第4話 薄っぺらいにもほどがある

 作家の名前を知っていても、作家の顔まで覚えているというひとはどれだけいるのだろうか。私は確かに雑誌のインタビューで顔を出すことはしていたが、そこまで積極的に顔を出した記憶はなかった。できれば顔出しはしたくなく、館林に言い連ねるほどに、控えていたくらいで……。

 

 私の混乱をよそに水着の少女は、どこかぶっきらぼうな調子で言ってきた。


「私、先生の本を何冊も読んでました、インタビューも……」


 もしかしてファンということなのだろうか。私はとっさに顔を隠したくなった、自分の。恥を感じたのだ、読者が目の前にいるというのに、こんな体たらくな自分に……。

 彼女はなんだか冷めきった目でこちらを見ていた。何も事情を話しているわけでもないし、奇行に及びそうな自分はなんとかこらえているのだが。少女の目の凍てつきぶりが気になりすぎて、私は思わず声をかけた。


「本を読んでくれてありがとう、確かに私は村田だけど……」


 表情険しいし、もしかして調子が悪いのかい? そう言おうとした。しかし彼女の切っ先の鋭い言葉が打ち込まれる。


「一つ質問があるんですけど……先生の作品って、とっても優しいですけど、辛かったら逃げろとか、休んでいいとか……先生自身もそういう考えなんですか? 本当にそうしたら幸せになれると信じているんですか?」


 感情が止まった。え、となってしまった。この世で一番聞かれたくないことだった。とっさに表情すら取り繕えなかった。

 え……え……どういえばいいんだ。彼女の真剣な問いに目を泳がせることしか出来ない。

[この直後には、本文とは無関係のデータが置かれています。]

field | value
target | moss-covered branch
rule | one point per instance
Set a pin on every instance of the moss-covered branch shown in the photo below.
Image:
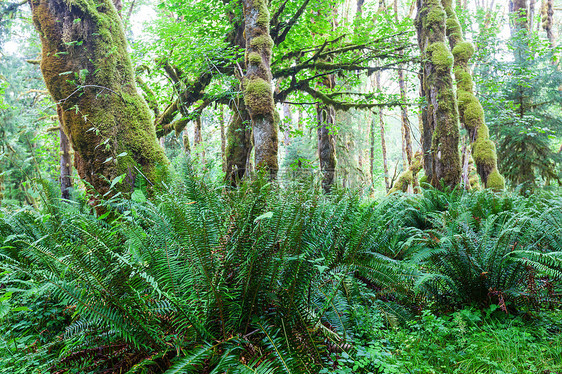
(84, 50)
(470, 110)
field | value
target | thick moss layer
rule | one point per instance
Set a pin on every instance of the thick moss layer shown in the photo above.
(484, 152)
(88, 72)
(441, 118)
(470, 109)
(440, 56)
(258, 96)
(495, 181)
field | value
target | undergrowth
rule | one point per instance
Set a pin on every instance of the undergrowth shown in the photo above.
(261, 279)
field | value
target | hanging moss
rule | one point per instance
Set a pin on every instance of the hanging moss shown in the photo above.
(495, 181)
(262, 42)
(435, 16)
(440, 55)
(470, 109)
(463, 51)
(83, 41)
(484, 152)
(255, 91)
(254, 58)
(263, 13)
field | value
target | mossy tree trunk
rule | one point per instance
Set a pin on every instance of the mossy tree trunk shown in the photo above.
(258, 90)
(88, 73)
(442, 123)
(198, 138)
(223, 138)
(65, 165)
(406, 132)
(547, 14)
(471, 112)
(326, 116)
(239, 142)
(185, 141)
(387, 185)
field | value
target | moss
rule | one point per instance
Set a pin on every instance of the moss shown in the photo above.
(484, 152)
(118, 114)
(471, 109)
(464, 79)
(495, 181)
(261, 42)
(463, 51)
(254, 58)
(263, 13)
(258, 96)
(435, 17)
(440, 56)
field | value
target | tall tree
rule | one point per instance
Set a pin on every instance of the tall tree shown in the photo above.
(441, 122)
(86, 67)
(258, 90)
(470, 110)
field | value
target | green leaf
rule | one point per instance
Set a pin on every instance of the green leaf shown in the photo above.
(265, 215)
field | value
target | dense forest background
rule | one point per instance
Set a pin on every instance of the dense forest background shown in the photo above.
(300, 186)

 私は自分の描く理想が、自分で信じてないから……ウケを狙いまくっているという意図はないが、騙しているような、人を間違えた方向に導いているような自覚はある。え……え……どうすれば……。


 少女は肩を落として言った。


「もしかして、自分でも信じてないことを、書いているんですか」


 心臓が掴まれるような衝撃を受けた。心に触れられた、人に見せられないような心のやわい部分を。思わず、許してくれと小さく言ってしまって、それが更に動揺を誘う。がたがたと膝が笑いだして、私はぐっと浜辺に砂に足の力をこめた。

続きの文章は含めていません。